Pero también existe un contexto de violencia social y erosión institucional. En 2016 el gobierno colombiano firmó acuerdos de paz con las FARC, después de más de 50 años de enfrentamientos. Sin embargo, la falta de entusiasmo de Duque hacia la construcción de paz, que se refleja en la falta de presupuesto para los mecanismos de protección a víctimas y su postura de mano dura, ha hecho que la promesa de un proceso de reconstrucción y restauración social no haya tenido la centralidad necesaria. Más bien, las respuestas punitivas hacia el descontento de la ciudadanía son muestra de la quimera que ha sido la construcción de paz.

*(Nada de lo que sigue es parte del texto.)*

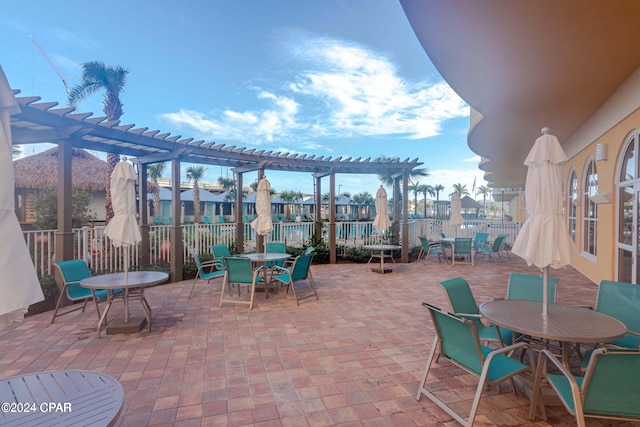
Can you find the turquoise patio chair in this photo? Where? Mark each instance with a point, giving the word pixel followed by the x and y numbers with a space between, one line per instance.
pixel 479 240
pixel 72 273
pixel 427 248
pixel 275 248
pixel 220 250
pixel 206 270
pixel 621 300
pixel 458 341
pixel 298 271
pixel 238 271
pixel 463 247
pixel 607 390
pixel 463 303
pixel 502 251
pixel 493 249
pixel 529 287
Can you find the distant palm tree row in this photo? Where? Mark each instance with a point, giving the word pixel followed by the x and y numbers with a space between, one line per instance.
pixel 364 199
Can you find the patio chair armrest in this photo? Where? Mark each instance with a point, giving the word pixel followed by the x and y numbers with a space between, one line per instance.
pixel 477 316
pixel 277 268
pixel 508 349
pixel 218 264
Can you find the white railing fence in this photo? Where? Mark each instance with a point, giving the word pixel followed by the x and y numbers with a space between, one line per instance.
pixel 94 247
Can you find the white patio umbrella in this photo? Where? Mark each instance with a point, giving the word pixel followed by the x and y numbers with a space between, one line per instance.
pixel 262 224
pixel 19 287
pixel 123 228
pixel 544 240
pixel 456 219
pixel 381 222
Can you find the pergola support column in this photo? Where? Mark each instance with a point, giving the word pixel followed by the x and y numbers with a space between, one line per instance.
pixel 64 233
pixel 332 219
pixel 176 253
pixel 260 238
pixel 143 254
pixel 404 257
pixel 395 225
pixel 318 215
pixel 238 213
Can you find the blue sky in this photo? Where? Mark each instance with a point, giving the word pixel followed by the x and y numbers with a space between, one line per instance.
pixel 325 77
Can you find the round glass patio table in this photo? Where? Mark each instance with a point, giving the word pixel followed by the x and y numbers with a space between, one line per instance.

En Cali, uno de los epicentros de las protestas, murieron varios jóvenes a manos de la policía durante los enfrentamientos de los primeros días. Además, civiles armados dispararon en contra de indígenas, hiriendo gravemente a ocho. En respuesta, el gobierno de Duque decidió enviar tropas militares a la ciudad, agravando el clima de confrontación entre autoridades y manifestantes.
Entre los abusos del uso de la fuerza pública y de denuncias de censura por parte de los medios, la situación en Colombia ha puesto en alerta a organizaciones internacionales de derechos humanos como Human Rights Watch y Amnistía Internacional. Inclusive, la Comisión Interamericana de Derechos Humanos pidió realizar una visita para evaluar los abusos policiales y militares. Aún no sabemos el desenlace de las movilizaciones. Lo que sí podemos es mantener la atención solidaria para monitorear los abusos, y aprender de un país con heridas sociales y problemas estructurales que reflejan la realidad de muchos países latinoamericanos.
Es momento de echar barbas a remojar aquí en México. En un ambiente político hiperpolarizado, con un contexto social de disputas sociales en el que las fuerzas políticas se lavan las manos, tener a las fuerzas armadas como el referente de protección civil puede costarnos muy caro.